Yaron Ramati: Only few countries in the world are willing to be the first to provide marketing authorization for novel therapies. For ATMPs, European regulation does not allow individual countries in the union to provide marketing authorization, and so the EMA is the only gateway for ATMPs in Europe.
The U.S. FDA, Japan PMDA, and South Korea KFDA are the only others that are willing to be first to approve ATMPs.
Cade Hildreth: What countries do you anticipate will see the most cell therapy approvals over the next 5 years?
Yaron Ramati: Currently, the EMA and PMDA are leading with four marketing approvals of cell and gene therapies each. RMAT designation procedure in the U.S. is expecting to give a boost to the products that are being developed for the U.S. market.
Cade Hildreth: What accelerated pathways has Pluristem Therapeutics chosen to pursue?
Yaron Ramati: Pluristem is very active in the field of accelerated development of its products.
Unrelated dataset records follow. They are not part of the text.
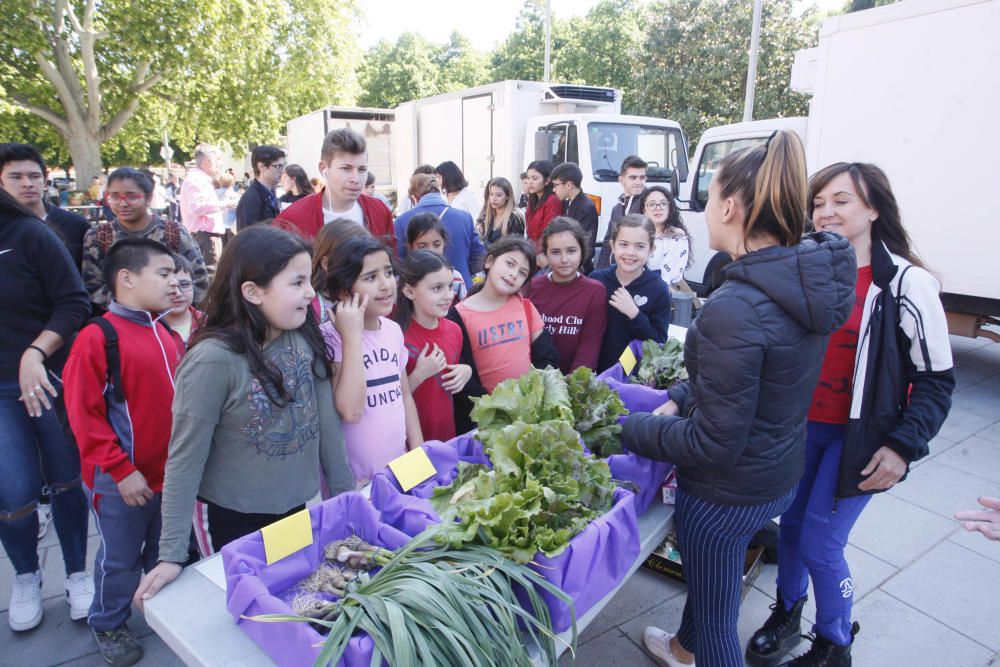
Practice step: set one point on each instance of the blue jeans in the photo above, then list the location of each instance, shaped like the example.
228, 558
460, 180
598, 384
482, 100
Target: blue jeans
37, 454
813, 536
713, 541
130, 544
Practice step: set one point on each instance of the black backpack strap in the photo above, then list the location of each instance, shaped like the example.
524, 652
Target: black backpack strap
114, 356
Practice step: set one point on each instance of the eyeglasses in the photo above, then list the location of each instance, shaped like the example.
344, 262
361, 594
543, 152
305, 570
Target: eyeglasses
130, 197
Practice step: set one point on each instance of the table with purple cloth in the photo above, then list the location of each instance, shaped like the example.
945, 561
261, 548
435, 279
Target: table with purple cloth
190, 614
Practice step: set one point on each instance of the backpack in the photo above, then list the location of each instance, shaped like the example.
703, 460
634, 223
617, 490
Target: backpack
171, 235
114, 356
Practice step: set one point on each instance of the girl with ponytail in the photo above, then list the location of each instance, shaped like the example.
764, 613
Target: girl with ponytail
736, 429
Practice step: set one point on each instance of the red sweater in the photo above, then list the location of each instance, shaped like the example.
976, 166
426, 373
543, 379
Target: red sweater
117, 439
540, 217
306, 217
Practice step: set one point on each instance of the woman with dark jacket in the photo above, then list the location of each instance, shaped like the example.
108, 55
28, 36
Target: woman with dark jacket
42, 304
884, 391
737, 429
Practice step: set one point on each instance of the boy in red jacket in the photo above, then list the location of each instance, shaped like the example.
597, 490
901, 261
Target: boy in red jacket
121, 419
344, 167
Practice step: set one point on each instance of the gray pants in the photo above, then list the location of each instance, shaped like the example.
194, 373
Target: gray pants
130, 544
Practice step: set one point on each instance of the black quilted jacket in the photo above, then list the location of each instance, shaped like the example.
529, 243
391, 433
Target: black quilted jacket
753, 355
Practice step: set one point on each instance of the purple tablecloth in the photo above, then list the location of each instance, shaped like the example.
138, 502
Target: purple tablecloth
254, 588
595, 561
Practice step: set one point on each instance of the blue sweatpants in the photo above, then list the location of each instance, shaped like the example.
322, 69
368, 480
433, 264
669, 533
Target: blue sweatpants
813, 536
130, 544
713, 541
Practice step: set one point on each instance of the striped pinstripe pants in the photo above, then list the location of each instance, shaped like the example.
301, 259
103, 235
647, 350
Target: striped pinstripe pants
713, 540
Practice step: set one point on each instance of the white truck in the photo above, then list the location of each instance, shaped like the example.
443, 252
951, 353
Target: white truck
912, 87
499, 128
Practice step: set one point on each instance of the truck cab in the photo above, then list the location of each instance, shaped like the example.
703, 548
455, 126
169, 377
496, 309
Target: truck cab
705, 273
599, 142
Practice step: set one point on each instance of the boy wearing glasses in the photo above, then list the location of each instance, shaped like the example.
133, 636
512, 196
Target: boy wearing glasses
259, 202
130, 192
183, 318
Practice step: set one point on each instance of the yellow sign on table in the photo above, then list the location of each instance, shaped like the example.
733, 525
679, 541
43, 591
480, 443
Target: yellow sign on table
412, 468
285, 537
628, 360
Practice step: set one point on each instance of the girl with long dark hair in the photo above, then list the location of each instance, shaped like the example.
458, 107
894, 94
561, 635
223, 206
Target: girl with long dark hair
884, 391
252, 420
736, 429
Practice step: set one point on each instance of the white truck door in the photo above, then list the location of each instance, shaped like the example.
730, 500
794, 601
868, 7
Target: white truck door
477, 140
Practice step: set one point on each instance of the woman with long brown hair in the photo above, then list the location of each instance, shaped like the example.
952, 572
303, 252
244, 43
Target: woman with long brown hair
500, 215
883, 393
736, 429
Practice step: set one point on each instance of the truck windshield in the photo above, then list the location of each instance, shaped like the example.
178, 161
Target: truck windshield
661, 147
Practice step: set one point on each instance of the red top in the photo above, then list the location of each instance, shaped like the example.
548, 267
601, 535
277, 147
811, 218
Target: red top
306, 217
832, 399
434, 405
540, 217
115, 440
576, 314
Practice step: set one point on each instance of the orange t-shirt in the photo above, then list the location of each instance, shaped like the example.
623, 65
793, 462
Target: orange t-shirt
501, 339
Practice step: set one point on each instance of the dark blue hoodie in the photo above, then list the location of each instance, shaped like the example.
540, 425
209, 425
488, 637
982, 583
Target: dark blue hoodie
753, 356
652, 296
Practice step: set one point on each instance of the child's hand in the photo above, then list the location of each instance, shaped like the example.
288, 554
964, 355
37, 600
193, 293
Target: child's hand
158, 577
622, 301
456, 377
430, 362
349, 316
134, 489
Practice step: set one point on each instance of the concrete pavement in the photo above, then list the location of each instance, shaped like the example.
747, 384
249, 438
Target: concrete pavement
928, 593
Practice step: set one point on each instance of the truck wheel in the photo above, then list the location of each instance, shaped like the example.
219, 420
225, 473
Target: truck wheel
713, 273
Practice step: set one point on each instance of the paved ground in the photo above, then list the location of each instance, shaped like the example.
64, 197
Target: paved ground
928, 593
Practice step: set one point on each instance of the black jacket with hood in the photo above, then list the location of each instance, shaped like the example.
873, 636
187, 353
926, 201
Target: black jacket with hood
753, 356
625, 205
903, 375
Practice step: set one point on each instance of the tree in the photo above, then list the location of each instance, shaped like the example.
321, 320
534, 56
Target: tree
696, 55
111, 76
413, 67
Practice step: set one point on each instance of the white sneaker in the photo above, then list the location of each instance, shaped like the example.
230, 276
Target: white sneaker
44, 519
657, 643
79, 594
26, 602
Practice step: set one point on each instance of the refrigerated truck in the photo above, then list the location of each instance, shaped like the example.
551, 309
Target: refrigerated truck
914, 88
499, 128
305, 139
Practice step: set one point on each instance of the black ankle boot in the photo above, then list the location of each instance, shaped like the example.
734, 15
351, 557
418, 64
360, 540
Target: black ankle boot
825, 653
778, 635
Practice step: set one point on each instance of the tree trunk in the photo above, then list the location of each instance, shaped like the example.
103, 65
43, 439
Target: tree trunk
85, 150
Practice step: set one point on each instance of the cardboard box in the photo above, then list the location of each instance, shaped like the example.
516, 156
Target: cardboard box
666, 560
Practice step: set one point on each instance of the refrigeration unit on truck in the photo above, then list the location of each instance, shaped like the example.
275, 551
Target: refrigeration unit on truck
499, 128
306, 133
911, 87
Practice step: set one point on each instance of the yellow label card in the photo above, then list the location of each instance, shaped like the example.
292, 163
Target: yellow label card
627, 360
285, 537
412, 468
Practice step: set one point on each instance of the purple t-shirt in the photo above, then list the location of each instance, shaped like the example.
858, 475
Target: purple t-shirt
380, 436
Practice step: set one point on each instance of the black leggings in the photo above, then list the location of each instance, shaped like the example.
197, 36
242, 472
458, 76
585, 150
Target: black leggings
226, 525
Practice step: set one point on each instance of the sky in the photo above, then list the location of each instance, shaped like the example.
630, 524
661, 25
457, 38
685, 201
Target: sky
484, 22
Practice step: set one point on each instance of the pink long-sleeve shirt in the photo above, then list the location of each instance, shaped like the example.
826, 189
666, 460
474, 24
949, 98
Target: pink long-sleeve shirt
201, 210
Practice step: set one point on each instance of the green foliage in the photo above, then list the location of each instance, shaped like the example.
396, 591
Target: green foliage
436, 606
226, 71
661, 366
542, 491
413, 67
696, 55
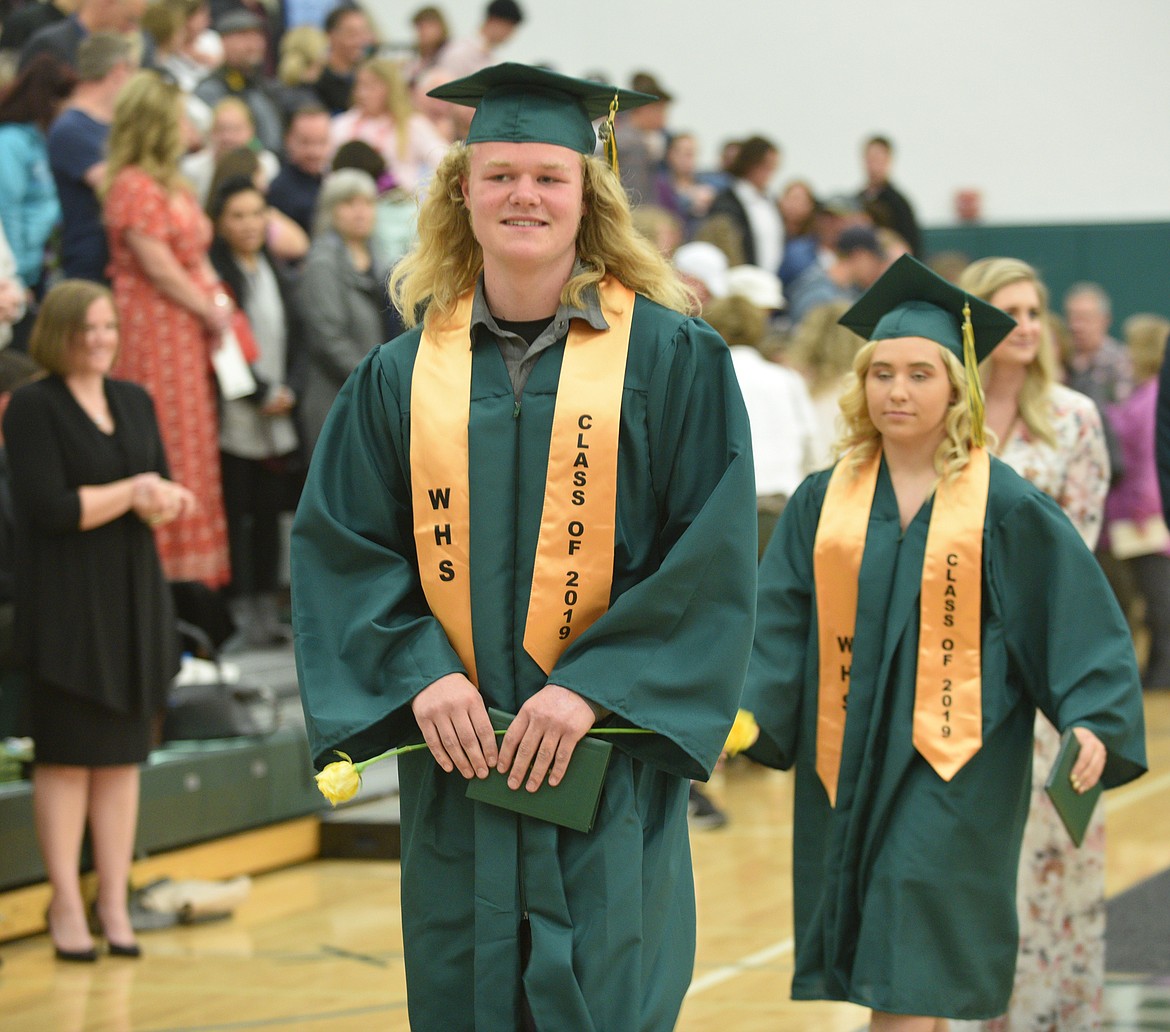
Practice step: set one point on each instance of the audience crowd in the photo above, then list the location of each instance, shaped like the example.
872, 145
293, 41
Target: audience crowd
295, 96
243, 176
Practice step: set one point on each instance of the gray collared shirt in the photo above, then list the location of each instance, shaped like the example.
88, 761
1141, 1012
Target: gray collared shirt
518, 355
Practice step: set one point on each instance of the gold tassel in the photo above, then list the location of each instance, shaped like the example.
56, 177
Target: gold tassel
974, 384
611, 139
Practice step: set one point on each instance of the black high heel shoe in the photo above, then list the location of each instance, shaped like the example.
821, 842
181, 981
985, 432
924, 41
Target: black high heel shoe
115, 949
70, 956
76, 956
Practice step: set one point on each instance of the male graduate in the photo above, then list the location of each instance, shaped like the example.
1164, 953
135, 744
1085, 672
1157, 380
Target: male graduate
539, 499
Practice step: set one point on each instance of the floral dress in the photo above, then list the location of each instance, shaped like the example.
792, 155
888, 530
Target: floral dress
166, 349
1060, 893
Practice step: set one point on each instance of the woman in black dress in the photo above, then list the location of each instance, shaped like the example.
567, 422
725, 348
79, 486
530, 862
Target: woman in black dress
93, 611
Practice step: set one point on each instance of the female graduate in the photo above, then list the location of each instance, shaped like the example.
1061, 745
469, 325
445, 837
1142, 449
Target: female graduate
917, 603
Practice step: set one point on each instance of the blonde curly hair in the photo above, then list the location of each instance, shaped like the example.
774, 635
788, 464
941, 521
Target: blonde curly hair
447, 259
861, 438
146, 131
984, 279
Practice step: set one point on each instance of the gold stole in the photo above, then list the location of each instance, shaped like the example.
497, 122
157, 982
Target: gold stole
573, 566
948, 701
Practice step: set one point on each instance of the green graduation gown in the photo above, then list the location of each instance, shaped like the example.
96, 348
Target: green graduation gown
611, 912
904, 894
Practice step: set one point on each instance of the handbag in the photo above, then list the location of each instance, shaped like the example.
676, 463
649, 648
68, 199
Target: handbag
207, 701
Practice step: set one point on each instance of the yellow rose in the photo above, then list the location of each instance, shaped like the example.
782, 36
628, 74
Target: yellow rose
743, 735
341, 781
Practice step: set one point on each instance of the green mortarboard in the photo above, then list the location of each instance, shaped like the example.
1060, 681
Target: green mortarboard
517, 103
909, 300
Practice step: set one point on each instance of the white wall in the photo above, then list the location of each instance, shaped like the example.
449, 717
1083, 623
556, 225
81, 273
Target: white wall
1055, 109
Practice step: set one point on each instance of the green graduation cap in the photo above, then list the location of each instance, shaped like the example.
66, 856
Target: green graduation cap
518, 103
909, 300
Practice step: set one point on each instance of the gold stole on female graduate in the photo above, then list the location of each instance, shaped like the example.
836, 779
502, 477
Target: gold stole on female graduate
573, 570
948, 700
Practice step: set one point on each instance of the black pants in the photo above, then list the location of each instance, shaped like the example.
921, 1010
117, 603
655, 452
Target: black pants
255, 493
1151, 578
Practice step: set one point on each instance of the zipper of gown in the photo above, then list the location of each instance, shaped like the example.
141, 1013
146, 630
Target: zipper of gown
520, 823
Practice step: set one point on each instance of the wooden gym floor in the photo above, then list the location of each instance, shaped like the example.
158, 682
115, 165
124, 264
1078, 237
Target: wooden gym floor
318, 946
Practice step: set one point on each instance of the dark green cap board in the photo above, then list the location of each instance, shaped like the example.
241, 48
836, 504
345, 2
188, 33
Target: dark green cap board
912, 301
518, 103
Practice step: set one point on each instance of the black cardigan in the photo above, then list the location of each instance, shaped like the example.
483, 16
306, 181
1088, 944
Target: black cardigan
94, 612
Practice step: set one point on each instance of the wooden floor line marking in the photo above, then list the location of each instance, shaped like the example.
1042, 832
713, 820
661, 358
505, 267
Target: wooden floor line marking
729, 971
1141, 790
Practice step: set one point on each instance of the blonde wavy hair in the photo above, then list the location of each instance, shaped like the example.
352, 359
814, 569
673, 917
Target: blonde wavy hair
1146, 337
861, 438
302, 50
146, 131
398, 98
821, 348
446, 260
984, 279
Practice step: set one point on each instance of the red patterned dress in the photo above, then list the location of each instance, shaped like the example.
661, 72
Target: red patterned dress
165, 348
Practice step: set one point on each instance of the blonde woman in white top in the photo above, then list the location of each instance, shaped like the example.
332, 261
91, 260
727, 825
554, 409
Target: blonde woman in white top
382, 115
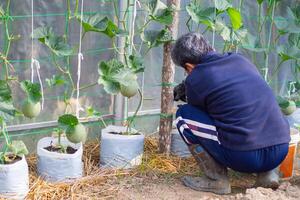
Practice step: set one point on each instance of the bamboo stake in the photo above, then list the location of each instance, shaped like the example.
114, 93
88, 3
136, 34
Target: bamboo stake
168, 71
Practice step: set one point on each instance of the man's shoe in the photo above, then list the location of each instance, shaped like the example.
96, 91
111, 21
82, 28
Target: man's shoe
268, 179
215, 179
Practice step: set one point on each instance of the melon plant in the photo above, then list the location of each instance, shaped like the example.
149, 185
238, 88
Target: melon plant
31, 106
75, 131
11, 148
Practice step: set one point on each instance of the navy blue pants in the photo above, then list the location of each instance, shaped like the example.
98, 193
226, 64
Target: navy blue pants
204, 132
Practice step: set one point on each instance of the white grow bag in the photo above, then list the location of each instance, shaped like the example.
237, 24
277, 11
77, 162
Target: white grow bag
178, 146
56, 167
14, 180
120, 151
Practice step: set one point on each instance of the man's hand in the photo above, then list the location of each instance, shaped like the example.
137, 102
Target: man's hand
179, 92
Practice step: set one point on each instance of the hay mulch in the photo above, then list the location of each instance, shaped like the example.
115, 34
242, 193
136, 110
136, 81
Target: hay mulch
101, 184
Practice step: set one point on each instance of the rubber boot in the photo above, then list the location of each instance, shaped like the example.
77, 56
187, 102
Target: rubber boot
268, 179
215, 179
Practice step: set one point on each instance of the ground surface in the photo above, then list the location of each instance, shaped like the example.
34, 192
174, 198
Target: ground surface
174, 190
157, 178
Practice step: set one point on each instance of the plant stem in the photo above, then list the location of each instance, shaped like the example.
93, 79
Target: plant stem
135, 113
88, 86
187, 24
59, 137
277, 68
8, 38
116, 10
76, 7
69, 9
269, 42
259, 21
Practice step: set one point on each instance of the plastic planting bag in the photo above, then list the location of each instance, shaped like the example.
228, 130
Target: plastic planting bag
14, 180
120, 151
178, 146
56, 167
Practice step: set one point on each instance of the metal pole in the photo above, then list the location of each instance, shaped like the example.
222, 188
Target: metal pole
120, 104
168, 71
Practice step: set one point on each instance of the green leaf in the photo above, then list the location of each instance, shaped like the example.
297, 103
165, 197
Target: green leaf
42, 33
294, 39
206, 16
222, 5
2, 12
5, 92
7, 110
283, 102
125, 77
96, 23
238, 35
154, 38
288, 53
107, 70
223, 30
18, 148
33, 90
90, 111
251, 43
289, 24
260, 1
55, 43
68, 120
58, 46
235, 18
160, 12
136, 63
56, 80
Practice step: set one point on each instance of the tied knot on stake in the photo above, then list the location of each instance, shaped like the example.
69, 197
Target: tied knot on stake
78, 107
80, 58
36, 64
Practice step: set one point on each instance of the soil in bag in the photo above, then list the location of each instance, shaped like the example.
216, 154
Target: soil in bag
12, 159
122, 133
69, 150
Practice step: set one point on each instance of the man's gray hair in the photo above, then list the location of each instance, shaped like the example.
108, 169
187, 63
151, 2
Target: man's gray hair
189, 48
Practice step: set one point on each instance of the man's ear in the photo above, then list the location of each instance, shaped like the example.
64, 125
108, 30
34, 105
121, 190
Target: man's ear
189, 67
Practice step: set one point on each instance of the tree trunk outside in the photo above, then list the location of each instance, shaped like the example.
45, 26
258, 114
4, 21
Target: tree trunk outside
168, 71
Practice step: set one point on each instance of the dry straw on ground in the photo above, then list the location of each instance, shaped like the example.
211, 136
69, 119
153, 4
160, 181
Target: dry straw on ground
101, 184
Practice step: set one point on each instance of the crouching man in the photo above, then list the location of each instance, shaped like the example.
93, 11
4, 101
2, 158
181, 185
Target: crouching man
231, 119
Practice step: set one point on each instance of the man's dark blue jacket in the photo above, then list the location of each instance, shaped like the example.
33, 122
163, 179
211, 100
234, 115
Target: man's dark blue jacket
230, 89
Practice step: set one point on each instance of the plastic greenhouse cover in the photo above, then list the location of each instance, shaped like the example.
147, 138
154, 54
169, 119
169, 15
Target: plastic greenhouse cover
95, 48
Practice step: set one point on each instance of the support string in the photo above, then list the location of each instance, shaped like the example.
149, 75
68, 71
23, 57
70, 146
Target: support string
34, 62
80, 58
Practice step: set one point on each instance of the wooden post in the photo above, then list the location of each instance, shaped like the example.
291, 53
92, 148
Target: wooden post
168, 71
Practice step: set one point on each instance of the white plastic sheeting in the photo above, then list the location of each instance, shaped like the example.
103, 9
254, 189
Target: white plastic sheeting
56, 167
120, 151
14, 180
178, 146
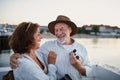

PLX-PAD of Pluristem has been accepted to the Japan conditional time-limited marketing authorization scheme by PMD, as well as to the adaptive pathways program of the EMA. It is active in both programs.
In addition, Pluristem intends to make use of the accelerated pathways offered for regenerative therapies in both the U.S. and in South Korea.
Cade Hildreth: What products is Pluristem moving through these pathways?
Yaron Ramati: The focus of Pluristem in these programs is the advancement of PLX-PAD. Pluristem had achieved understandings with EMA and PMDA regarding the accelerated approval of PLX-PAD for the treatment of critical limb ischemia (CLI).
It is the intention of Pluristem to achieve similar understandings with FDA, EMA, PMDA and KFDA regarding the development of PLX-PAD for the treatment of patients following hip fractures.
Cade Hildreth: How has Pluristem benefited from these pathways (shortened time to market, mitigated risk, added company value, etc.)?
Yaron Ramati: PLX-PAD was accepted into the EMA adaptive pathways pilot program in 2015. Since then, Pluristem has taken advantage of this program in coming to an understanding with the EMA on the desired regulatory path of PLX-PAD in CLI. In addition, Pluristem undertook parallel scientific advice with the EMA and leading health technology assessment (HTA) bodies in Europe.
In this meeting, Pluristem received valuable feedback on the expectations that these bodies have for purposes of reimbursement in Europe. Pluristem has designed the Phase 3 PACE study in CLI patients in view of the feedback received from both the EMA and the HTA bodies, with the purpose of addressing their respective expectations.
john rogovich says
I have been a patient investor in PSTI for about 5 years, my interest has been two fold, one as a financial reward but secondly I was diagnosed about 3 years ago with idiopathic peripheral neuropathy , which there is really no effective treatment. I have been hoping that at some point the reasearch at plurestem would benifit me. I have invested in other stem companies just to be aware of the latest advances. At times things seem to drag on so hopefully the next year or so will bring some more meaningful results.